Review: LG 55LA8600 LCD TV

While OLED and massive 4K TVs are on offer from LG this year, its bread-and-butter remains the LCD TV with LED backlighting. The top of the line up this year in this range is the LA8600 series. There are two models available: the 55 and 60 inch versions. Here I have a look at the ‘smaller’ one of the pair.

Features

Fifty five inches comes to 139cm, which is a very large screen. Full HD resolution is on offer, and a reasonably thin border of 10mm around three sides of the picture. The panel is only a hair (literally) over 34mm thick and the stand conforms to the modern ideal of a smoothly curved sweep of metal. It can nonetheless swivel thanks to little wheels underneath the stand.

The panel offers LG’s passive 3D, in which you surrender a little vertical resolution (only with 3D, mind) for virtually ghost-free 3D picture performance, and lightweight eyewear that needs no batteries.

The TV has four HDMI inputs, plus three USB sockets. One of these is USB 3.0, so you can fit a fast hard drive for multimedia playback or the recording of live TV. The TV can actually record a modest amount of live broadcasts to its inbuilt memory (although this is shared with the Smart TV apps, so there’s a trade-off to be made there).

One other connection of note is that the TV now has a 3.5mm analog audio output again, re-instated after its removal last year. That opens to the TV to the use of a wider range of external speakers, should you wish to connect them.

The TV is super smart, with a dual core processor to run it. One of the bugbears of some smart TVs is that they offer high-end computer style functions … without the high-end computer processor to make it move along at a reasonable clip.

I’m pretty used to a lower level Smart LG TV from last year, and while its functions are quite usable, the responsiveness of this one for the most part makes it a pleasure to use.

LG provides some streaming content via the internet, but there’s also the ABC and SBS TV catch-\up services, YouTube, and Bigpond TV. You can watch pay-per-view movies from Bigpond movies as well (Bigpond content is unmetered if that company is your ISP).

There are games, a wide range of apps, social media apps, and even some pay-per-view 3D video content available for streaming (you need pretty fast internet to make that work smoothly).

The organisation of the enormous range of content could be improved a little. LG’s ‘Premium’ category provides a neat shortcut to the TV’s most compelling apps, but it’s not always the first place you’ll look if accustomed to searching for content by genre.

For example, the excellent internet radio app vTuner is sits in Premium alongside the free AFL Game Analyser and Skype (this uses the built-in camera, which slides up to the top of the TV), and pay-stuff like Bigpond movies.

Performance

In addition to a regular IR remote control, the third generation of Magic Motion remote is supplied with this TV.

It is an improvement even on last year’s, which was itself very good. Which means that this TV has the best out-of-the-box remote control presently available.

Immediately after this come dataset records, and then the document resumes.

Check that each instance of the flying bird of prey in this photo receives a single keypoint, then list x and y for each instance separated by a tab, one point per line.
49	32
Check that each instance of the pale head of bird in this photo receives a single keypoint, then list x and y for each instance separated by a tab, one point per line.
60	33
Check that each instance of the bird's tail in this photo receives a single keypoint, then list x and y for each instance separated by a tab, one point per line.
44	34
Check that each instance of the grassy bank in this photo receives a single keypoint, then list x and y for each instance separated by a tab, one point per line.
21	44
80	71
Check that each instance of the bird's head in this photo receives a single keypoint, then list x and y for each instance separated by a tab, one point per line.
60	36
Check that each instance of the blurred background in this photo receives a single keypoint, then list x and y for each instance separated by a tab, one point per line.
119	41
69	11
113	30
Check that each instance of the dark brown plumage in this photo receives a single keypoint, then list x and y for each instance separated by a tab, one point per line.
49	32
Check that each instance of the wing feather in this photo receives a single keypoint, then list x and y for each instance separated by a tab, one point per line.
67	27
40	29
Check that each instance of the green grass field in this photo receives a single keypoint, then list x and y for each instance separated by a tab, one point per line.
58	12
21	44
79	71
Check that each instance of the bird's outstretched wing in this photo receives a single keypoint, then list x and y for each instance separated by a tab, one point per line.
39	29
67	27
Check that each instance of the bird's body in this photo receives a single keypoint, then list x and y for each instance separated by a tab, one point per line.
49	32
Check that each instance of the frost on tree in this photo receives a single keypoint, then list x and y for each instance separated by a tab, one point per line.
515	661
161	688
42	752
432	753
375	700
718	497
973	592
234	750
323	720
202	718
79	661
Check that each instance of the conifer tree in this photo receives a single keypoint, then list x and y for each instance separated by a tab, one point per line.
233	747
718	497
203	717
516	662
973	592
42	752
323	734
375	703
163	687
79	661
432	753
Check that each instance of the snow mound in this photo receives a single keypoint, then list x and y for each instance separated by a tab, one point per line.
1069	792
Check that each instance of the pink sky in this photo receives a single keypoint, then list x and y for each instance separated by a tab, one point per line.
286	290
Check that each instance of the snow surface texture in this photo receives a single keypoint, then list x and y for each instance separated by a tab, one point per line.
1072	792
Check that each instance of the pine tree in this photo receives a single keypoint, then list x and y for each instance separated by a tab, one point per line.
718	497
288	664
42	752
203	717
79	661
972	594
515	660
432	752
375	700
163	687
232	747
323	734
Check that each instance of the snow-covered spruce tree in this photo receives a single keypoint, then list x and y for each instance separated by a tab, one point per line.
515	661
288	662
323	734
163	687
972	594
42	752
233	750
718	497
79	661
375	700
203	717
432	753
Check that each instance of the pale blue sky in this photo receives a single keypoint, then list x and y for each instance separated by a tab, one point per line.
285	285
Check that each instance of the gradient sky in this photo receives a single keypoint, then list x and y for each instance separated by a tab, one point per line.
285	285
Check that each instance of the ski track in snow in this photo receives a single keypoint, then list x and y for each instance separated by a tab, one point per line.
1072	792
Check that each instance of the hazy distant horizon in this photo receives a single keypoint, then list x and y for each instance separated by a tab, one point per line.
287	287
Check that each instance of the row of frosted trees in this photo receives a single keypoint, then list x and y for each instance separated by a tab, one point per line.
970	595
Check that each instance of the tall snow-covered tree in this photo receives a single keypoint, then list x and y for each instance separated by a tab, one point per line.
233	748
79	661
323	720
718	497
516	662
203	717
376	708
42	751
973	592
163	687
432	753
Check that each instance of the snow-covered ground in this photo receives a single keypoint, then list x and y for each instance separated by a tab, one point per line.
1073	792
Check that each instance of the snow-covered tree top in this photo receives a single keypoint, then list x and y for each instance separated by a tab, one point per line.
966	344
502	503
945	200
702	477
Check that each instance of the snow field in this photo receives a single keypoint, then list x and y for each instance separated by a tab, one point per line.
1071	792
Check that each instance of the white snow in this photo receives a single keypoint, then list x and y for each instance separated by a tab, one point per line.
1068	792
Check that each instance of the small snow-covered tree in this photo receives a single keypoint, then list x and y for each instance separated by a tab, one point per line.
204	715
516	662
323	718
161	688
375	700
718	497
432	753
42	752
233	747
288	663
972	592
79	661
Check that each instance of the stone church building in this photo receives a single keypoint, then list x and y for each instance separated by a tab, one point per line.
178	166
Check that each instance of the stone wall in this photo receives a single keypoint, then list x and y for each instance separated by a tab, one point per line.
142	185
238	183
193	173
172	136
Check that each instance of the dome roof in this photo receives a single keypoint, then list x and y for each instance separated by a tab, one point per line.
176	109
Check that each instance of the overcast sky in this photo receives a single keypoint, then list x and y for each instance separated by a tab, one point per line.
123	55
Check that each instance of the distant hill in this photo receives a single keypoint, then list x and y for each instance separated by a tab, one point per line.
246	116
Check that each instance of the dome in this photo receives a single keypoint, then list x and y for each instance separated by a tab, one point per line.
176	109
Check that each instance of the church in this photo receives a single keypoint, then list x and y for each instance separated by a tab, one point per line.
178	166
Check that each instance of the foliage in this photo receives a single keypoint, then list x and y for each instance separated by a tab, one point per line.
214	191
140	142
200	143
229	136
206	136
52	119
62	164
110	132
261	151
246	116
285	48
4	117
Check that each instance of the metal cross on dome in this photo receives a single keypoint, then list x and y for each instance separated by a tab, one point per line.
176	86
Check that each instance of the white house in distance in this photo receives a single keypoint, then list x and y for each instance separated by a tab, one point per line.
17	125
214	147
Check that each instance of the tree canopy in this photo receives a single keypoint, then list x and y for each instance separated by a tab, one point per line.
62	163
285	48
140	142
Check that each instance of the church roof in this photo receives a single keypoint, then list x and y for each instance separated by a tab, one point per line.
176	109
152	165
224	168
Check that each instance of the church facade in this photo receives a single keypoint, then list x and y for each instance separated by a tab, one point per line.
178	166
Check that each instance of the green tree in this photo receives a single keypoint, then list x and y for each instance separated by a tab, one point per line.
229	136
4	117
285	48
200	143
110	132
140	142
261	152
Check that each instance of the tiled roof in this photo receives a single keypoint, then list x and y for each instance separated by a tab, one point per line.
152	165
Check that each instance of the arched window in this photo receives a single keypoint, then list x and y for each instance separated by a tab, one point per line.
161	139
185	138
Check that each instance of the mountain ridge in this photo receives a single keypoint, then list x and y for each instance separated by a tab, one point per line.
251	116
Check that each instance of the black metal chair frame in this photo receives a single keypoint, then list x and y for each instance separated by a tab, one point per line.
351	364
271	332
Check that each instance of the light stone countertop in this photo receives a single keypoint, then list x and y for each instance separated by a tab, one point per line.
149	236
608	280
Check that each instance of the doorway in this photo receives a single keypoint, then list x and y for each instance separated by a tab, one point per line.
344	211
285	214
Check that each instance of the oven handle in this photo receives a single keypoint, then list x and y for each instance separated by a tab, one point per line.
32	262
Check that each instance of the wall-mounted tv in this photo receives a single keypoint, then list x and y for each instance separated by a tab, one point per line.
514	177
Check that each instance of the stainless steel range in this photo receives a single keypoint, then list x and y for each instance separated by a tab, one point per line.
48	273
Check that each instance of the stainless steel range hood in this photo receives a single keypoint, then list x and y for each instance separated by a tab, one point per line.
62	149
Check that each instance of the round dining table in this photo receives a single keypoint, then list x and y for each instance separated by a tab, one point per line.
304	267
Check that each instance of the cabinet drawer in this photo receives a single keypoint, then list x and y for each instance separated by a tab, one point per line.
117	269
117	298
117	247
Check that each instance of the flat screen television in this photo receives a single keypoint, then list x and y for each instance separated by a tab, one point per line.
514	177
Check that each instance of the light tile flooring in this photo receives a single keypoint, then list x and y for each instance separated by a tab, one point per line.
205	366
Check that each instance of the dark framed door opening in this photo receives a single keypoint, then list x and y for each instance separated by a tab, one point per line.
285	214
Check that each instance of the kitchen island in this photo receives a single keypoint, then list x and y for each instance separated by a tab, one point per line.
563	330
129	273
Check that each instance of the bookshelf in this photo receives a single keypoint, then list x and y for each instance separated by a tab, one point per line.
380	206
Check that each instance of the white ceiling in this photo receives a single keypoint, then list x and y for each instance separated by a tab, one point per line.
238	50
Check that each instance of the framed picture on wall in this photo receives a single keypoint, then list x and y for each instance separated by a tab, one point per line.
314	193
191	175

You move the remote and the arrow on the screen moves in response. It is fast to select stuff, and remarkably precise. The only complaint I had was that it sometimes took a stern shake to get it to wake up.

Still, ‘better than the rest’ doesn’t mean perfect. If you’re doing text-heavy smart TV stuff – say, using the web browser or twittering or Facebooking – then you’d do better plugging a mouse and keyboard combo (a wireless one, preferably) into one of the USB sockets. With those the unit became a quite decent web-based terminal.

The Magic Motion remote includes a microphone for issuing voice commands to the TV and it does a reasonable job of understanding words.

It doesn’t strictly control the TV, so you can’t say things like ‘channel up’. It is for use with the Search function and entering search words into the internet search feature. I could say things like ‘ABC TV’, which yielded results for several ABC-related things in the search box (including a Bing internet search), but not the actual ABC free-to-air channels.

Given that the voice recognition was fairly good, it’s a pity it only worked on a word by word basis, so it wasn’t much good at entering text into comment boxes and such.

Again, for significant amounts of text entry, go for a keyboard.

In addition to Skype, the built-in camera (it slides up to peer over the top of the screen) can be used for some motion control (that is, you wave your hands and the TV responds), but this was limited in operation.

You can change TV channels and the volume and inputs, but it cannot be used on the Smart function screens. Which is bit of a pity because it worked reliably, except only for a wait of a couple of seconds for it to bring up the onscreen indicator once you’ve raised your hand to the necessary position.